Me sequé y me puse el pijama que me trajo Gertrudis y, con su ayuda y la de Juanito,  me dispuse para ir a la cama. De camino hacia mi habitación,  no pude evitar escuchar la fuerte discusión que mantenían mi padre y mi madre.

—¡La culpa la tienes tú, por tenerlo metio debajo de tus faldas…! ¡Te crees más madre que nadie!

—¿Yo tengo la culpa? ¡Qué bien sabes escurrir el bulto, hijo mío! Si hubiera tenido un padre en el que fijarse, pero  al señorito le falta tiempo para ir al bar a jugar al dómino con sus amigos y a emborracharse… Y la Rosario es la que se tiene que hacer cargo de to, de los hijos, de la casa…

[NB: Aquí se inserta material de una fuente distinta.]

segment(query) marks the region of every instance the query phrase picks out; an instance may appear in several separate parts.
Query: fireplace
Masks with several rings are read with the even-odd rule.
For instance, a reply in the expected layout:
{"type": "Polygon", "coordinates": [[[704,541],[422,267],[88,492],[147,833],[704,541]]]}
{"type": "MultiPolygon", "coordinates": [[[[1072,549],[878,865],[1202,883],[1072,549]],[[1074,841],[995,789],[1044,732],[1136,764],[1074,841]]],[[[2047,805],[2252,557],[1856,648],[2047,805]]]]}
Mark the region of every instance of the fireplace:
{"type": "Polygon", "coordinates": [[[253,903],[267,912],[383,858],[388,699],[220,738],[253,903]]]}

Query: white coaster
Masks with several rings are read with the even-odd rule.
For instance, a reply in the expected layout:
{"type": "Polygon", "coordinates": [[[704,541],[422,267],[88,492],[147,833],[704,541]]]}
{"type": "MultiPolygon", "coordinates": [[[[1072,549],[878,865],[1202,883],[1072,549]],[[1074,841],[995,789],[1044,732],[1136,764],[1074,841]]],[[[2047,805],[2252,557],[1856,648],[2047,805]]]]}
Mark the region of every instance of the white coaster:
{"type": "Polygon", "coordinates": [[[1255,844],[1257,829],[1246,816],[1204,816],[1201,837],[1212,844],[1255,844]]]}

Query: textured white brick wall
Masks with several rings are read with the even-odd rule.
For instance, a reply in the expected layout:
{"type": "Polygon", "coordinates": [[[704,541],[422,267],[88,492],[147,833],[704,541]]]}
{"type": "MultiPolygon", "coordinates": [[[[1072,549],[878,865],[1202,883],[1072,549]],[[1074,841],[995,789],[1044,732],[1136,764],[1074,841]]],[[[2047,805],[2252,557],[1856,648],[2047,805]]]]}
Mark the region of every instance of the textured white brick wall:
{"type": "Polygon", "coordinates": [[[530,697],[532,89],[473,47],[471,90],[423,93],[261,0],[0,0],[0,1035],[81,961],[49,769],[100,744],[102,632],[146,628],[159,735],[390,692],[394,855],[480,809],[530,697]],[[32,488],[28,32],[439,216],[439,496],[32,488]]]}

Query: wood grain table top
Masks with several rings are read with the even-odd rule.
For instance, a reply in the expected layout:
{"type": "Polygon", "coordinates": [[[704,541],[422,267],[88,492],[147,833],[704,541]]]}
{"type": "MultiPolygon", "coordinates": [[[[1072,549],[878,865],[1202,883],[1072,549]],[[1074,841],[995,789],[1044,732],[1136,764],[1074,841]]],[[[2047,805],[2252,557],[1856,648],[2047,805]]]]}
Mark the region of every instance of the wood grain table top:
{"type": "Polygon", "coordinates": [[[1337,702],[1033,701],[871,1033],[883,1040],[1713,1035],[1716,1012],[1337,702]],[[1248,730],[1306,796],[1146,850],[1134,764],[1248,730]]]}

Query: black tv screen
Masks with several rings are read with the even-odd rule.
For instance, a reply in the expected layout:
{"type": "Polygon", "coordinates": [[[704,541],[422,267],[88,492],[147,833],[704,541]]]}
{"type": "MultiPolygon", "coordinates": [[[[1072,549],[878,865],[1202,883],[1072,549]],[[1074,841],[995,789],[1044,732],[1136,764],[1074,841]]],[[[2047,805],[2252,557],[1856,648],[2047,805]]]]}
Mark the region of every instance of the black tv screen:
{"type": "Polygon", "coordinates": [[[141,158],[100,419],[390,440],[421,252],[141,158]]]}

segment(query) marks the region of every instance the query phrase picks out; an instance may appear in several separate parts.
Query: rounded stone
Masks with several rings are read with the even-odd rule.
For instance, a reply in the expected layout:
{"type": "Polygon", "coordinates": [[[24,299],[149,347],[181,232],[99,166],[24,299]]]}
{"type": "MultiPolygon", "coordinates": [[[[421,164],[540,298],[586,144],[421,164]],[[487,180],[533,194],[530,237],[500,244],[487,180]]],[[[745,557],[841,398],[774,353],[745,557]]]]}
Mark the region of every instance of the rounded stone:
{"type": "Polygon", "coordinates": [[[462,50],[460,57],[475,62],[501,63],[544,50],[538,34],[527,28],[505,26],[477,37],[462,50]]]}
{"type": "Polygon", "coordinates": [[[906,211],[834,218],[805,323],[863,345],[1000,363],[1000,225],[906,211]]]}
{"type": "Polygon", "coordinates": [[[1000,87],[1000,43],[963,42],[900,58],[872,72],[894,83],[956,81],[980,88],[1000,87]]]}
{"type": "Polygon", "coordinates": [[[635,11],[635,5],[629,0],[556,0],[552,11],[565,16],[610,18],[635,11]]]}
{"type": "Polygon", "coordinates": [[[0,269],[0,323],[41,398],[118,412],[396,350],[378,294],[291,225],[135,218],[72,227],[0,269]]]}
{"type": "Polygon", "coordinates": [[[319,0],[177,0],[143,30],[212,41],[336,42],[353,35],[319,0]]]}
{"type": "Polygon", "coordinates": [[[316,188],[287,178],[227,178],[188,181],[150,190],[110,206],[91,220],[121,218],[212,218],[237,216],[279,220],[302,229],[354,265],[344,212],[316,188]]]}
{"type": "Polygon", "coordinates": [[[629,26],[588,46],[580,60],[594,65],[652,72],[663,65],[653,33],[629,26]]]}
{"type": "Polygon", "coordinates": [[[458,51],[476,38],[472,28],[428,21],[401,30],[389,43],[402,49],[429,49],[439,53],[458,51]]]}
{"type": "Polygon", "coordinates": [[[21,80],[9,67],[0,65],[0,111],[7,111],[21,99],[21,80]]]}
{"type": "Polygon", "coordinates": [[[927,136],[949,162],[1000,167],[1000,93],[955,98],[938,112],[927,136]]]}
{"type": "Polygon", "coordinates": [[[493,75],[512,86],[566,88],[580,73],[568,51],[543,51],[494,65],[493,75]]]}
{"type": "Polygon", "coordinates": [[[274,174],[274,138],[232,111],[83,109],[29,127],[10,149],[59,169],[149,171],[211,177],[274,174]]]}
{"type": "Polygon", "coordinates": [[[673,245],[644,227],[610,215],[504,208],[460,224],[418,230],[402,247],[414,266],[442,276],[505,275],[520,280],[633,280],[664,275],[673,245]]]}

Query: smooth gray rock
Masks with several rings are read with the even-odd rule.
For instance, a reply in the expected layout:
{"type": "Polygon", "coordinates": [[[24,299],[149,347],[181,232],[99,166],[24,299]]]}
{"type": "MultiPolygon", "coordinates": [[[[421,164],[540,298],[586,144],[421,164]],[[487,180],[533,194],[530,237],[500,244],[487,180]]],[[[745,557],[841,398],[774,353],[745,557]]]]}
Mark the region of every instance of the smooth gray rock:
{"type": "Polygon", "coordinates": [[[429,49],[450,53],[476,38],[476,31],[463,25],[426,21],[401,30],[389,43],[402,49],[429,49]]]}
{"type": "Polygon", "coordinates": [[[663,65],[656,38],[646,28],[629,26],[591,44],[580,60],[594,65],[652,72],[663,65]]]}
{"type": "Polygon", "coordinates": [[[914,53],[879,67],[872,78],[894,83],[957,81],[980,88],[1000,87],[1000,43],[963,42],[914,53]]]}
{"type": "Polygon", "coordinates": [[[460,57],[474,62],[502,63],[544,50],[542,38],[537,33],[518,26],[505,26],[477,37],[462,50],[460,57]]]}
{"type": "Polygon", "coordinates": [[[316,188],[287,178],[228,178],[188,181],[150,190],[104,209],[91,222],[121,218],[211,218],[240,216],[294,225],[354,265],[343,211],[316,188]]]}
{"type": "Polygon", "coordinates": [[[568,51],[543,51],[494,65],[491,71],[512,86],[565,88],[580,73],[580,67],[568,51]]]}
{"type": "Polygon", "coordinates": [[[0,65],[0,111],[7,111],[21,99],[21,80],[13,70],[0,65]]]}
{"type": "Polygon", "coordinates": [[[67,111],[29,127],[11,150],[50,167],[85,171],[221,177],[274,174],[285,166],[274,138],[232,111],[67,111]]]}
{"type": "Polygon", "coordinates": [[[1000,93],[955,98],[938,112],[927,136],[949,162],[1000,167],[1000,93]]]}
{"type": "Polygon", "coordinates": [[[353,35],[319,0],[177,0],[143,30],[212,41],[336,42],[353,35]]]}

—¡¿Tú te haces cargo de to?! ¿Quién se levanta to los días a las seis pa trabaja como un cabrón? ¿Tú? No sirves pa na, ni cria a unos hijos en condiciones has sabio. Una se quedó preña a la primera de cambio y hubo que desbaratarle la barriga, el otro no sirve ni para estar escondio… Y el más chico: ¡Maricón!

Era una de las pocas veces que veía a mi padre levantarle la voz a mi madre, el hombre tendría sus fallos pero siempre la había respetado y querido muchísimo, tanto, que para no contrariarla normalmente agachaba la cabeza y decía que sí a todo, aunque tuviera que comulgar con ruedas de molino.

Muy cabreado con el mundo tenía que estar el pobre hombre, para hablar del embarazo “fallido” de  mi hermana, tema que era un secreto a voces entre aquellas cuatro paredes, pero del que no se hablaba nunca, como si fuera una especie de tabú. Muy cabreado con el mundo tenía que estar para despotricar de la ineptitud de mi hermano hacia los libros. Muy cabreado, si había soltado un improperio tan enorme hacia el menor de sus hijos…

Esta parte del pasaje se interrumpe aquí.